I’ve also noticed that Beemaid (in this example) calculates shipping online, but they will package the components for each order as efficiently as they can so that the actual shipping costs are often considerably lower than the online estimates.
So depending on what a new beekeeper can build on their own, the costs will range anywhere from $568.76 to $719.76 for the first hive. If they’re lucky enough to get free bees from a local beekeeper (a savings of at least $200 per hive), even better.
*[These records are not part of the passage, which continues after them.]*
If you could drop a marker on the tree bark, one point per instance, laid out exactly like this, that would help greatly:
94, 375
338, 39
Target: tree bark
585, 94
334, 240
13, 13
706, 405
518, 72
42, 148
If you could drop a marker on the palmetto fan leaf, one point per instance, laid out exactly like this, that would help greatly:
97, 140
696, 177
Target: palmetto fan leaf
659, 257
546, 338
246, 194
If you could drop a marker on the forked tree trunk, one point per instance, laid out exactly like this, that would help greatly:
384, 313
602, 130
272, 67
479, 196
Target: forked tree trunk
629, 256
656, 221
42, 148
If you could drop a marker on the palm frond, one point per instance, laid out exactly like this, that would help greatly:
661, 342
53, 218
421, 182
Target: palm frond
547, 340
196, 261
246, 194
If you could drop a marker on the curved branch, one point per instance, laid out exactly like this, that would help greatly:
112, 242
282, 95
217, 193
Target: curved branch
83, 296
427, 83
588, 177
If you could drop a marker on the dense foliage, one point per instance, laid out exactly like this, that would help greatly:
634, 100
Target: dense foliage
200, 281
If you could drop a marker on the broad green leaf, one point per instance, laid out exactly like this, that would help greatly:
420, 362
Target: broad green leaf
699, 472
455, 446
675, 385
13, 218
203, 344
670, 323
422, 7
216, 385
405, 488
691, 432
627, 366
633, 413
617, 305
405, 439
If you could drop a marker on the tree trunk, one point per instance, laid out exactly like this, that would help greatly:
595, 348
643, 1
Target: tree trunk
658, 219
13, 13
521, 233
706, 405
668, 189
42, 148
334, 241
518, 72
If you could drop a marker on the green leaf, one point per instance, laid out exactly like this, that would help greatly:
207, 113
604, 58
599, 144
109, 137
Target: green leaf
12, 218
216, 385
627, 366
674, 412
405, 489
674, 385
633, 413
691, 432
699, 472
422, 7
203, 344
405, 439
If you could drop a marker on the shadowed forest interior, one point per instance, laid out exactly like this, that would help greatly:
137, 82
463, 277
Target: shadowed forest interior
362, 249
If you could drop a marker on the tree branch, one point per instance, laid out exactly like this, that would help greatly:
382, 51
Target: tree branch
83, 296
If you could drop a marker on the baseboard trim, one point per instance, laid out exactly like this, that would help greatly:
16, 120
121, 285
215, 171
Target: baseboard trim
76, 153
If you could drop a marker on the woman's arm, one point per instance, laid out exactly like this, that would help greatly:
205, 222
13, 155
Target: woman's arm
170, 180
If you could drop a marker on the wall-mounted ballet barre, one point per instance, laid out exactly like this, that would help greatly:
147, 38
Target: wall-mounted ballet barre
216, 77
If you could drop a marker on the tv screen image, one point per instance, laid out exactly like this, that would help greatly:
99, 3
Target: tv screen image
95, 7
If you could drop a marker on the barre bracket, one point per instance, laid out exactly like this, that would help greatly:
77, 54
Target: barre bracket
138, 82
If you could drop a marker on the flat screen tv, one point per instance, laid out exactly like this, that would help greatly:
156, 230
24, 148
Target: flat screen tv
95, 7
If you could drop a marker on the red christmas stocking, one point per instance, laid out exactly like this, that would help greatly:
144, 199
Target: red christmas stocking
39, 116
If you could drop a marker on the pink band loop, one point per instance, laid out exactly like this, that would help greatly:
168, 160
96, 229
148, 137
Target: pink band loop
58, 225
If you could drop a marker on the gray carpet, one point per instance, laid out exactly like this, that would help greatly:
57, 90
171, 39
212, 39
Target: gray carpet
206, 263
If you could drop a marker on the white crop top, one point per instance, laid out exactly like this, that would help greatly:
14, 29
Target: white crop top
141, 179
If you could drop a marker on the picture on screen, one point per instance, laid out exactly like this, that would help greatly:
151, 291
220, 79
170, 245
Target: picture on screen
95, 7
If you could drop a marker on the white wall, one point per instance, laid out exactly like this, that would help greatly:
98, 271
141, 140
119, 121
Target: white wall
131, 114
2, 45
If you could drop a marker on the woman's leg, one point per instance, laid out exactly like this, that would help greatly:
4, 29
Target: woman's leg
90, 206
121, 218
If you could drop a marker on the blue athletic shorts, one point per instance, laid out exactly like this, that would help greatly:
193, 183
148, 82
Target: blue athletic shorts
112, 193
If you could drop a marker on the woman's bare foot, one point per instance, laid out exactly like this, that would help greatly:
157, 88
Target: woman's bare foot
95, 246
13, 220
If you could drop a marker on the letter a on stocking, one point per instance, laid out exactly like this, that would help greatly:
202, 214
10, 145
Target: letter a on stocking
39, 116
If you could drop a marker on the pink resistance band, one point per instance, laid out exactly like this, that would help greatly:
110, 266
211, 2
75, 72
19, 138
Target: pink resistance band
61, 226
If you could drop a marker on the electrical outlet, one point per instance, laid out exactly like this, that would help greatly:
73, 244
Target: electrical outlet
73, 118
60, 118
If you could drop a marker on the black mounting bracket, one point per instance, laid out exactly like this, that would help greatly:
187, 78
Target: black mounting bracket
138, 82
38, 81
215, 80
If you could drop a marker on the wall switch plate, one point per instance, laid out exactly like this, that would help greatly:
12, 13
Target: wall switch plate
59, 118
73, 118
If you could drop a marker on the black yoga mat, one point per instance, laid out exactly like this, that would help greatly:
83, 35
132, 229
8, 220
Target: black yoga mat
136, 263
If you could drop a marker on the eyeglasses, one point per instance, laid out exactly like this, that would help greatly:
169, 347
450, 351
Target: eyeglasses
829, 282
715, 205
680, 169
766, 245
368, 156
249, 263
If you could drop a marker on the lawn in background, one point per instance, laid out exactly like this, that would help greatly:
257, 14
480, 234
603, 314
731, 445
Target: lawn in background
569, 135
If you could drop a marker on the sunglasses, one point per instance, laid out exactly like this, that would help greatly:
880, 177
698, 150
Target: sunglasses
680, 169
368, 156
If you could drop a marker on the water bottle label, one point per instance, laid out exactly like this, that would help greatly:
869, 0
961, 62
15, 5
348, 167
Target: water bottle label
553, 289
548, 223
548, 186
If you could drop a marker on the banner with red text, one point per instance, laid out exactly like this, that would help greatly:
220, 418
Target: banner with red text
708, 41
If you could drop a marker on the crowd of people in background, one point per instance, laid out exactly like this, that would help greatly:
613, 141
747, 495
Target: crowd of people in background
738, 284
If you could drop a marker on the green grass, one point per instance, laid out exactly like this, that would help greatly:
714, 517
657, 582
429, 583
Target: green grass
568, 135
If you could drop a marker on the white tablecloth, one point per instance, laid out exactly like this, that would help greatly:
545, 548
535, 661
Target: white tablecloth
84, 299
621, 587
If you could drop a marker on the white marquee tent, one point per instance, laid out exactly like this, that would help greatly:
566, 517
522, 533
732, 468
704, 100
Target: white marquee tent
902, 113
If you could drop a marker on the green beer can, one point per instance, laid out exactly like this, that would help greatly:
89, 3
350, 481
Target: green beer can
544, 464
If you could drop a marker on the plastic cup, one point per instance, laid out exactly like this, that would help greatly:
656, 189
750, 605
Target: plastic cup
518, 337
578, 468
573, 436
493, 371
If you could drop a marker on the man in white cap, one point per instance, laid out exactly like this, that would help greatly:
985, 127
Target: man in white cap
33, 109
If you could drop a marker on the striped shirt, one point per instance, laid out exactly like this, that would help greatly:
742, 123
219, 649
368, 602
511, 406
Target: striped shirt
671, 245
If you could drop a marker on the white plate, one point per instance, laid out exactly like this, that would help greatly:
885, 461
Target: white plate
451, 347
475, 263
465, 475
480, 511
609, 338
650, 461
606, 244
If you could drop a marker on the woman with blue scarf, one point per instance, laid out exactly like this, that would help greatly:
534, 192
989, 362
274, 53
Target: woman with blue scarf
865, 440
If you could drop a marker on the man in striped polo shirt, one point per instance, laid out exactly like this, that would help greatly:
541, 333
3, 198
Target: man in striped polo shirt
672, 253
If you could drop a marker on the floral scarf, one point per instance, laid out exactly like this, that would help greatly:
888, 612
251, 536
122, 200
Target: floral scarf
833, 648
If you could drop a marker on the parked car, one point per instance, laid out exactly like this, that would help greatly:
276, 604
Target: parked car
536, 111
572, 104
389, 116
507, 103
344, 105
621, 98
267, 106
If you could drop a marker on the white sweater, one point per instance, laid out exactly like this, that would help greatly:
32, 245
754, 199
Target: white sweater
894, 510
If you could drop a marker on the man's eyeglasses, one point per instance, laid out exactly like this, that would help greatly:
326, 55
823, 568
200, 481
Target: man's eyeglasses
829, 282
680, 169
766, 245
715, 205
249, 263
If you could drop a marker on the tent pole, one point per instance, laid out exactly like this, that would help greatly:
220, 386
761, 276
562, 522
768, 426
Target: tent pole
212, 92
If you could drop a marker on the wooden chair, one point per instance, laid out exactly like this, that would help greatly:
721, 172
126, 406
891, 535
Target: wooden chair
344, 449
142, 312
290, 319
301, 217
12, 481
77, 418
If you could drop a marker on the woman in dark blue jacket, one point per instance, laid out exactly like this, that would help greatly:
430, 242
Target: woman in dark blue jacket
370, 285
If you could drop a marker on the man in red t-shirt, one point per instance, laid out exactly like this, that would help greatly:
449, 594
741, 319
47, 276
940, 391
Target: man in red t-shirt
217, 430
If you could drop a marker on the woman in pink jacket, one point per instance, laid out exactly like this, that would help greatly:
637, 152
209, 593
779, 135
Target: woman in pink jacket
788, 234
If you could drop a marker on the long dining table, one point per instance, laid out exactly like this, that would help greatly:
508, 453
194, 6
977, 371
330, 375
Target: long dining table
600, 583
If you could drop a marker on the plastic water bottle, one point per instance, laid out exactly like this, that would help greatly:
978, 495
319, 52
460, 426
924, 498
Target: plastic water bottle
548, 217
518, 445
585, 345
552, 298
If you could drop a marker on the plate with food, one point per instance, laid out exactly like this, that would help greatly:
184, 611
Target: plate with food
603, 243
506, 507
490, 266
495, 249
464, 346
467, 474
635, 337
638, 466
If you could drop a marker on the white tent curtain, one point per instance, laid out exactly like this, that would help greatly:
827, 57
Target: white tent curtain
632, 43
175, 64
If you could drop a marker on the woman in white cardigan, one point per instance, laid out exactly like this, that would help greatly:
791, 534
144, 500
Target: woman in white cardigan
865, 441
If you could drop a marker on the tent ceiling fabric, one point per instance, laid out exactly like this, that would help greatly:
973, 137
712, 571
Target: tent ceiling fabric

For a more detailed guided tour of beekeeping on how to get started, check out the How-To page and my YouTube videos; or read about me building my first hive and go through subsequent posts up to today. It covers a lot of ground.
All of the above only includes everything I used to get through my first year of beekeeping (beginning in 2010) and it worked well for me many times over. That’s the experience I’m speaking from. In the second year, I bought two honey supers (or medium supers) for each hive (because I started with two hives), plus frames and foundation for each super. I bought some extra deeps and more frames for them, because it’s always good to have spare parts for expanding colonies and other unanticipated events. I also had to buy jars for storing my extracted honey (using another beekeeper’s extractor). There’s more, but most beekeepers will probably know enough before their second year to know what they’ll need for that year. Good luck.